Total credit union loans grew just over 9% for the year ending September 30, 2006, the most recent period for which data is available. Supercharged results on the coasts offset slower total loan growth in the middle part of the country.
The importance of real estate lending to overall loan growth was a consistent theme across the five NCUA regions. New real estate loans contributed 70% of total loan growth nationwide but were particularly critical to overall loan growth in the Central region, where they accounted for 85% of total loan growth. The Western region, on the other hand, was least dependent on real estate loan growth for total growth, thanks to strength in both auto and business lending.
Real Estate Leaders
As the chart below shows, the Mid-Atlantic region led the country in real estate loan growth. The contribution of first mortgage growth to total loan growth exceeded three percentage points in every region.

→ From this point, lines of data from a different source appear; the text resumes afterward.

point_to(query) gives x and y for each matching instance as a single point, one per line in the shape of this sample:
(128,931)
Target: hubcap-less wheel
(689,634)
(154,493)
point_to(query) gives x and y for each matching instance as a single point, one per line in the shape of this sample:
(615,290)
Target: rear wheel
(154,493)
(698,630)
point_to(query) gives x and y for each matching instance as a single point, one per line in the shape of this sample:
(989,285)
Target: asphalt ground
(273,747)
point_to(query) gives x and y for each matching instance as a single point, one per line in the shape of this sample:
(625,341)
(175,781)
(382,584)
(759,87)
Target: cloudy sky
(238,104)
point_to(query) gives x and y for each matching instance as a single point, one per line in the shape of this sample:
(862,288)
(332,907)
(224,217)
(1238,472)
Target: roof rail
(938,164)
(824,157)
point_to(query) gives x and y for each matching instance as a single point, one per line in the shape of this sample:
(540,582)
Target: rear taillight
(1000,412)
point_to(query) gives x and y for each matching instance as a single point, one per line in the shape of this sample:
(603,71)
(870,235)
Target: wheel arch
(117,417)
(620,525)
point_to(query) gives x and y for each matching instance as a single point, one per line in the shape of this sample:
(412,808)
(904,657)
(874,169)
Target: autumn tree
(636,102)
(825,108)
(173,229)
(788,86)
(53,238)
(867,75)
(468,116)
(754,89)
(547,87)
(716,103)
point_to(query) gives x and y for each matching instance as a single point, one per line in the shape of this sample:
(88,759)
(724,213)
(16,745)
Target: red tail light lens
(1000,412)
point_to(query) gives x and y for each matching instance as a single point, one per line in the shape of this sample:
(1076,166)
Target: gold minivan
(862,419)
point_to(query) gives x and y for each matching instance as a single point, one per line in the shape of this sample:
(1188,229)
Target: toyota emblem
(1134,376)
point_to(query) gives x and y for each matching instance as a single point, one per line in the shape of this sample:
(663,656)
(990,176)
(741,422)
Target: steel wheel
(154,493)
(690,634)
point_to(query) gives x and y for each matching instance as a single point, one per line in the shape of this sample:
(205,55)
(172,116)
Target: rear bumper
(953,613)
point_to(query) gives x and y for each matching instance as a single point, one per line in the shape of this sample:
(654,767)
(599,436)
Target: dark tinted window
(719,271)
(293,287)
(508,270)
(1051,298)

Worth noting is that the Mid-Atlantic region showed exceptional strength in second mortgage and HELOC growth as well, with those types contributing more than five percentage points to overall loan growth—nearly double the national average.
Mixed Auto Loan Results
Growth in auto loans was strongest in the Western region, where indirect lending is prevalent. Credit unions in those states collectively generated twice the auto loan contribution to growth as the country as a whole. Weakness in lending for used autos resulted in negative overall auto loan growth in the Central region.
Giveth and Taketh Away
Mid-Atlantic credit unions were the clear leaders in credit card loan growth, but that strength was offset by the smallest contribution of member business loans to total loan growth. Credit unions in the West generated credit card contribution in line with the national average, but the West was the standout region for the contribution of member business loans.
The Year Ahead
A key question raised by this data is the extent to which the real estate slump will affect overall credit union loan growth in the fourth quarter of 2006 and into 2007. With fewer home sales compared to the previous 12 months, it is reasonable to project that macro industry loan growth will decelerate. Increased competition spurred by a reduced number of lending opportunities is a threat, but also a chance for credit unions to appeal to choosier buyers/members with superior loan value compared to for-profit lenders.